The Central Bank of Bahrain (CBB) has prepared draft rules designed to regulate digital assets and certain aspects of the country’s crypto industry. The move aims to establish Bahrain as a regional leader in the fintech sector and restore its role as a major banking hub in the Persian Gulf.
Addressing Market Demand
The regulations have been released for consultation and the bank has set Dec. 31 as the deadline for providing feedback. The proposals have been published on the bank’s website, local media reported.
The comprehensive rules cover the implementation of a licensing regime for companies operating cryptocurrency trading platforms. A supervisory mechanism for the providers of other services related to crypto assets has been developed as well.
The draft paper addresses the need to introduce measures to safeguard the interests of customers. It also contains technology standards designed to minimize and manage the cyber security risks associated with the nascent industry.
In a statement quoted by the Bahrain News Agency, CBB’s executive director of banking supervision Khalid Hamad explained:
"This regulatory framework will address the demand from the market for these services and the need to recognize this financial innovation."

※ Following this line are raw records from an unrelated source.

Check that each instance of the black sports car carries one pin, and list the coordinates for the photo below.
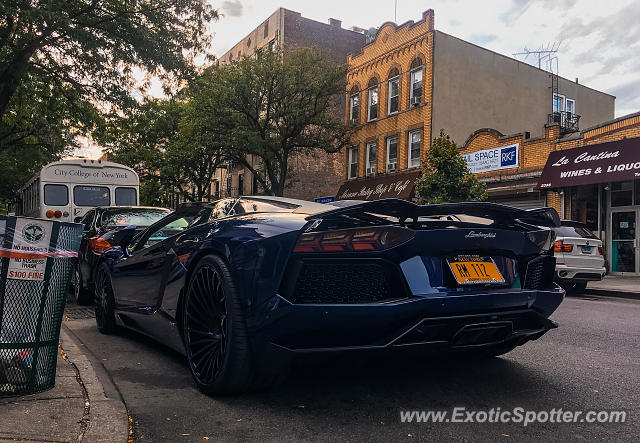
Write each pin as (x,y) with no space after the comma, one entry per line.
(243,284)
(97,223)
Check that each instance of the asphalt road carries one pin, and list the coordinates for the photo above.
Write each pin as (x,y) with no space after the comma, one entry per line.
(591,362)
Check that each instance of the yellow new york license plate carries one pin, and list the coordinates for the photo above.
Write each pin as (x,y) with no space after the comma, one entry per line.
(472,269)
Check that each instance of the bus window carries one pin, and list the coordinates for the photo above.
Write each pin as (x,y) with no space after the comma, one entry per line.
(91,196)
(56,195)
(126,197)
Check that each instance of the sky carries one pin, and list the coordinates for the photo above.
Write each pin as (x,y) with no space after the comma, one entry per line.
(597,41)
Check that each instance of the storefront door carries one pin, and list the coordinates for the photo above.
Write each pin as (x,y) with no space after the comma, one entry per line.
(624,241)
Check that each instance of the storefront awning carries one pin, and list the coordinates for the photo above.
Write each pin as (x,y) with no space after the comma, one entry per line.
(395,185)
(605,162)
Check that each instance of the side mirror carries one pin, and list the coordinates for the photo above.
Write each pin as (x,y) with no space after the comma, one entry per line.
(123,237)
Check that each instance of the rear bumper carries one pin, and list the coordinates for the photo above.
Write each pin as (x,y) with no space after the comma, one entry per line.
(442,322)
(564,272)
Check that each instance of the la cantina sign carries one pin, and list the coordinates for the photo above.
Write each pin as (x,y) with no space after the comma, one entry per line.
(604,162)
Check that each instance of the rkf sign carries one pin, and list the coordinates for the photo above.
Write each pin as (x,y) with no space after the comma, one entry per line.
(397,185)
(493,159)
(604,162)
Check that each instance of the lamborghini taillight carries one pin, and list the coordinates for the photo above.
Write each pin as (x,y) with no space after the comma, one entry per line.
(559,246)
(353,240)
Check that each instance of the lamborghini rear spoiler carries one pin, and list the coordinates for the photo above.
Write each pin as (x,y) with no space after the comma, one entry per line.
(406,210)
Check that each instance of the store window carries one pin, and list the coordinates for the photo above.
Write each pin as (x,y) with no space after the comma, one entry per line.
(240,184)
(414,149)
(392,153)
(584,205)
(353,162)
(622,193)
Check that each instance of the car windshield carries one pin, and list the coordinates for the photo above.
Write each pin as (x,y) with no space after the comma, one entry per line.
(574,230)
(136,217)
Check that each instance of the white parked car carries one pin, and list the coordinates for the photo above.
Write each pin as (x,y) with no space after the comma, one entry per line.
(578,255)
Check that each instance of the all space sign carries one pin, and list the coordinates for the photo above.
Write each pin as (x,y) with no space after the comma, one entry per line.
(502,157)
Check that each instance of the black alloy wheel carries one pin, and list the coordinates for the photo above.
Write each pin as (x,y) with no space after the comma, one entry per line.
(104,304)
(206,325)
(214,330)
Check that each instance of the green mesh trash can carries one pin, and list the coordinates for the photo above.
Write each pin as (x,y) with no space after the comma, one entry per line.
(36,262)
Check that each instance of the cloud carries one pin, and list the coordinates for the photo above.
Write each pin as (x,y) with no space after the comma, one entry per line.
(232,8)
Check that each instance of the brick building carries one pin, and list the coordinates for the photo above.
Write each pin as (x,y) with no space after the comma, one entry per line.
(589,176)
(413,81)
(318,173)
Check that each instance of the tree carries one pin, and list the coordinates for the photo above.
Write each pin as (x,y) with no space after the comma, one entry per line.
(201,144)
(139,139)
(282,106)
(445,176)
(175,145)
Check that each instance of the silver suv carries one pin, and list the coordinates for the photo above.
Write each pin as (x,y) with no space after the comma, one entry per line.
(578,255)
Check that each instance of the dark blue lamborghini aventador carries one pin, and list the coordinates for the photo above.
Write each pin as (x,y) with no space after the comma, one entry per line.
(242,284)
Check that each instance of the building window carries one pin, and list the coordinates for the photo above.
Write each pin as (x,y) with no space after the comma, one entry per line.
(394,91)
(416,87)
(392,153)
(353,162)
(371,158)
(570,106)
(240,184)
(373,103)
(414,149)
(354,108)
(558,102)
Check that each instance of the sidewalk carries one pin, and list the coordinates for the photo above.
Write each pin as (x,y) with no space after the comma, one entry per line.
(76,409)
(615,286)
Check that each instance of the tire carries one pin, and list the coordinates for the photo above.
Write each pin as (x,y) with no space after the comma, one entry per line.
(104,303)
(483,354)
(215,333)
(80,295)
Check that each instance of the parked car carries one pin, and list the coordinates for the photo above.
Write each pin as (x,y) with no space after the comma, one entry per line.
(97,222)
(242,285)
(578,255)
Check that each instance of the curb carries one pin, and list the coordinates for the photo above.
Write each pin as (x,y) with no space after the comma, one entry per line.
(612,293)
(107,419)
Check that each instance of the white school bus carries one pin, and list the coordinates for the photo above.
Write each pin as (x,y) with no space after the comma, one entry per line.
(65,190)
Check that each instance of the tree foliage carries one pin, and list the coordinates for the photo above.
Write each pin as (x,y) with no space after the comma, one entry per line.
(281,106)
(445,176)
(175,145)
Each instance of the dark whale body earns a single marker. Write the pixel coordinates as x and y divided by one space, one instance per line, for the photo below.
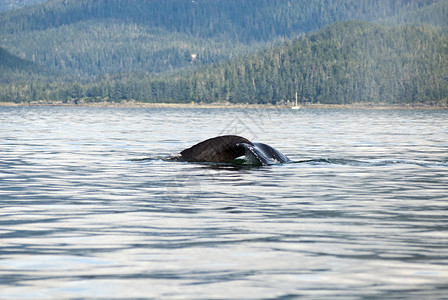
227 148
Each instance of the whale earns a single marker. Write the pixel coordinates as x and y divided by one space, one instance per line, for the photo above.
232 149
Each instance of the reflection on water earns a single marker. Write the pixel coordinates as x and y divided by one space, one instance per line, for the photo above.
362 211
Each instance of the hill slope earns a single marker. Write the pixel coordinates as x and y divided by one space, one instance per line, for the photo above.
87 38
343 63
348 62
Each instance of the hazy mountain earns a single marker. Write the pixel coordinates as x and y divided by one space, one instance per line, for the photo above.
14 4
212 50
86 38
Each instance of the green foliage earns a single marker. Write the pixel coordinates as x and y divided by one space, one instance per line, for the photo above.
89 38
203 51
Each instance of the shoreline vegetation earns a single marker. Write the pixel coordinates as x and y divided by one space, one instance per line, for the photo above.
134 104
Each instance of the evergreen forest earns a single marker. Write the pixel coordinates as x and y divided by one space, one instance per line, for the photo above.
233 51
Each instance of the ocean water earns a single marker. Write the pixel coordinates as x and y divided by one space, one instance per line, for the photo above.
89 208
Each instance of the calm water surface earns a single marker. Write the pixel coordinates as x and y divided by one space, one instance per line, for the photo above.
89 208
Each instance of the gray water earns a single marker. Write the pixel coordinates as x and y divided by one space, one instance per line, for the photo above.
89 208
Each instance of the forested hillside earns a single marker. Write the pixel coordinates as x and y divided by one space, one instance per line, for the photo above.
242 51
15 4
343 63
87 38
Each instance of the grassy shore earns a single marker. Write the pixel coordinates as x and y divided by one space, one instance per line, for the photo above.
435 105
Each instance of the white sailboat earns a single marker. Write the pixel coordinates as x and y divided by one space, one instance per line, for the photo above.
296 106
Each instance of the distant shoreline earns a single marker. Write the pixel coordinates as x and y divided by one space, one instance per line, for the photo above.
131 104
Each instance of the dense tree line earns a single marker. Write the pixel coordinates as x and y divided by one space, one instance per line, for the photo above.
89 38
15 4
343 63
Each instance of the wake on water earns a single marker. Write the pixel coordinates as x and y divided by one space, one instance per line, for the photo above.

Hamad further commented that the CBB’s experience with the participants in Bahrain’s regulatory sandbox has been “insightful in shaping these rules.” The bank official was referring to Bahrain Fintech Bay, which was established to allow companies from the sector to operate and experiment with new ideas under lighter regulations.
Restoring Regional Leadership
Authorities in Manama launched the sandbox to boost the development of the fintech industry and increase the number of companies offering related services. At the same time, the initiative was part of efforts to reduce government expenditure through the implementation of new financial technology. In fintech Bahrain sees an opportunity to restore its position as a regional banking and business hub.
Bahrain Fintech Bay, which was set up in February of this year, has become home to around 30 companies working with cryptocurrencies, digital payments, blockchain and financial technologies. Other players in the Persian Gulf, including Abu Dhabi and Dubai, are also investing heavily to support the growth of fintech startups.
But while Bahrain’s CBB is working to adopt regulations for decentralized, private cryptocurrencies, the central bank of the United Arab Emirates and the Saudi Arabian Monetary Authority have announced plans to issue a government-controlled digital currency. The new “blockchain-backed” coin will be used to improve the efficiency of cross-border transactions between the two neighboring countries.